Das Passwort Chakradeva erlaubte den Zugang zu einer esoterischen Seite, die mich so begrüßte: „Lieber Gläubiger“, wir freuen uns, wenn sie der Verlängerung des Abos zustimmen würden. Diesen Monat befassen wir uns mit Wasseradern.
Ich kappte die Adern endgültig.
Alle Passworte erspare ich Ihnen. Ein paar davon gingen ja noch. Da war Tolpatschi für einen Rollatoren Anbieter dabei,
Geizkreisweise brachte ich auch noch hin, um Sonderangebote herausfiltern lassen zu können, aber ich kam mir schon komisch vor, als ich mit "Hallo lieber Lustfuchsschwief" begrüßt wurde und dann erst den Account der Sex-Seite löschen konnte. Das tat ich aber nur, weil mir meine Holde über die Schulter blickte.
Blieben noch diverse Online Bankverbindungen.

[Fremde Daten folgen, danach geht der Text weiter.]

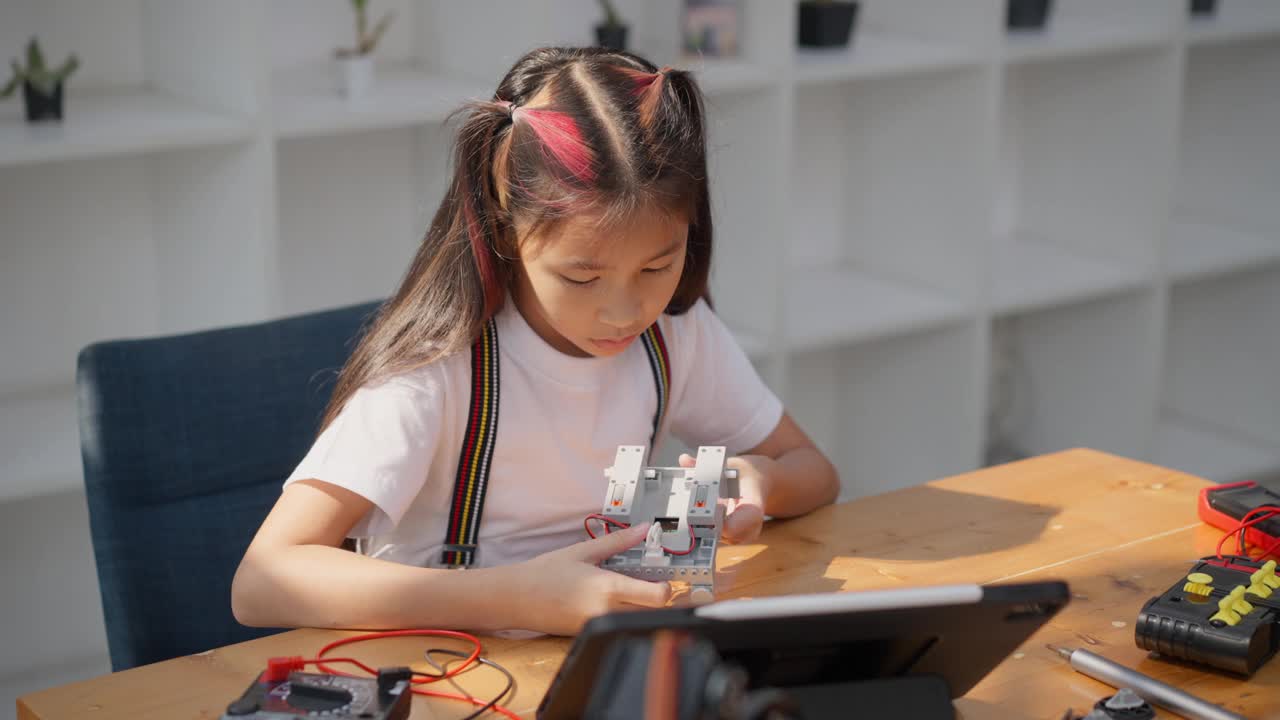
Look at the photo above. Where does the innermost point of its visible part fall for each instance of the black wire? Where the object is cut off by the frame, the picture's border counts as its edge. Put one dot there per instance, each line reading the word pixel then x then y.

Verbrechschneckschlingel kanzelte das Konto der Commerzbank, das Konto der Schweizer Bank wurde danach mit Rettungsankerabtauchglucks99 erledigt.
Endlich war der erste Teil der Aufgabe
vollbracht.
Es war Mitternacht geworden und wir saßen verschwitzt und erschöpft auf der Couch. Wir sahen uns an. Wie sollten wir denn sein Master Passwort erraten? Ein Ding der Unmöglichkeit! Da hatte meine bessere Hälfte eine Idee. „Wenn wir die Anfangsbuchstaben aller Passwörter aneinander setzen, dann… vielleicht“
Wir versuchten es, hielten uns dabei an die Reihenfolge der Internetseiten, wie sie uns der Notar aufgelistet hatte. Heraus kam:
NACKTBITCHGERNEREIV.
Reif mit V! Wir sahen uns an. Ich grinste. Meine Holde gab mir einen Klaps auf den Hinterkopf. “Ich kann doch nichts dafür“ „Schadet trotzdem nichts.“
„Sollen wir es versuchen?“
„Ist mir Wurst“, fuhr ich ärgerlich hoch. „Himmelzefix, das hat doch sowieso keinen Sinn!“
Am nächsten Morgen kam der Notar überpünktlich. Ich gab ihm die Bestätigungsmails als Beweis, dass alle Internetzugänge gelöscht waren und damit Heribert auch im Internet das zeitliche gesegnet hatte. Wir hatten quasi seine online-Beerdigung durchgeführt.
Der Notar grinste.
„Fein, sie haben es fast geschafft. Sie müssen nur noch das Master Passwort erraten.“
Meine Holde errötete, holte gerade Luft, um verächtlich NACKTBITCHGERNEREIV heraus
zu pressen, als ich dazwischen stiebte.
“Jetzt reicht es mir! Unmöglich! Himmelzefix, das ist doch reine Verarsche! Ihr könnt mich alle mal!“
Der Notar lächelte gütig.
„Himmelzefix ist richtig. Ich darf ihnen nun den Barscheck überreichen."